Pub Date: July 10th, 2012
ISBN: 978-0-374-17649-5
Publisher: Farrar, Straus and Giroux

Meticulously researched biography about three extraordinary but underappreciated women who, as they memorialized themselves, also “colluded in [creating their] own invisibility.”

The subjects of the book are the complicated, interconnected lives of New York intellectual Esther Murphy, playwright and celebrity admirer Mercedes de Acosta and fashion editor Madge Garland. Murphy was a brilliant, charismatic woman who dazzled everyone with her “extravagant verbal style.” Despite the minor successes she experienced with her essays and reviews, she was unable to finish any of the books she was contracted to write. Cohen (English/Wesleyan Univ.) hypothesizes that Murphy was a performer whose “need for an audience was so great that she could not isolate herself to write” the texts that would have earned her greater recognition. By contrast, de Acosta actively attached herself emotionally, and sometimes sexually, to some of the greatest performers of her time, including Isadora Duncan, Marlene Dietrich and Greta Garbo.
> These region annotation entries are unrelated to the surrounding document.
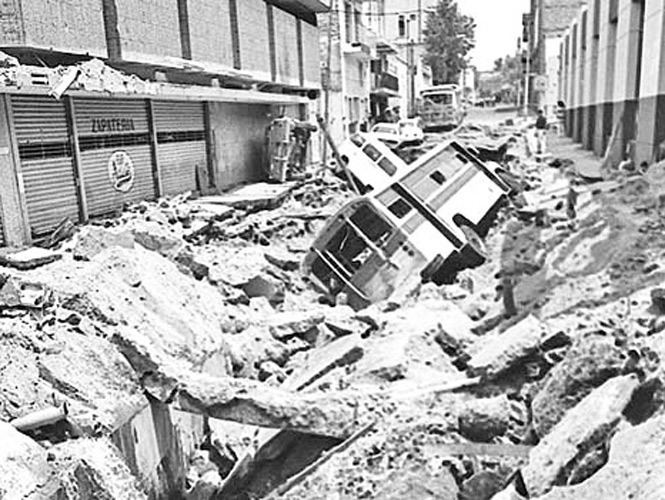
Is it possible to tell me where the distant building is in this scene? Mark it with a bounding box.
[528,0,587,112]
[383,0,438,115]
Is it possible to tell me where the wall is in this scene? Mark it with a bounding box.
[0,0,320,88]
[210,103,272,189]
[0,0,107,57]
[111,401,204,500]
[187,0,235,67]
[272,9,300,85]
[0,94,30,245]
[559,0,665,165]
[236,0,272,80]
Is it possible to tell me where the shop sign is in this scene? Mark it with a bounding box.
[108,151,134,193]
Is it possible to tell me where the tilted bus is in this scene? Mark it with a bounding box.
[303,142,509,309]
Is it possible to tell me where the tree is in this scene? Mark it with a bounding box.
[425,0,476,84]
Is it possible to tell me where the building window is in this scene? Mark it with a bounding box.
[344,2,353,43]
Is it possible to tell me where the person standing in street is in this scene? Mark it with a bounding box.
[536,109,547,155]
[556,101,566,137]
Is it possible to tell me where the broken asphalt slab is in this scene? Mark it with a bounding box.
[467,315,569,379]
[0,247,62,271]
[522,375,640,497]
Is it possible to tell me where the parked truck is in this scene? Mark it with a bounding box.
[303,141,509,309]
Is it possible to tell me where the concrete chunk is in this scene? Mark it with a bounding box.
[468,316,549,377]
[0,247,62,271]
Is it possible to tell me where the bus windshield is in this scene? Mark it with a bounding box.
[312,204,395,292]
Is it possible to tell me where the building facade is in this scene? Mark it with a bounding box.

But in the process of obsessively collecting memorabilia related to these women, she effectively erased her own life. Like de Acosta, Garland, an editor at British Vogue, also immersed herself in the world of women. A closeted lesbian who led a double sexual life to protect her social position, Garland “played a defining role in almost every aspect of the fashion industry in England in the interwar and postwar years.” Yet because she took interest in the ephemeral (fashion) and because she never trumpeted her achievements, she left no lasting memorial to her accomplishments. Murphy's life was an apparent monument to failure, de Acosta's to the irrational and Garland's to the trivial. As Cohen shows, however, each woman succeeded in problematizing the concept of modern celebrity.

Ambitious, erudite and only occasionally pedantic.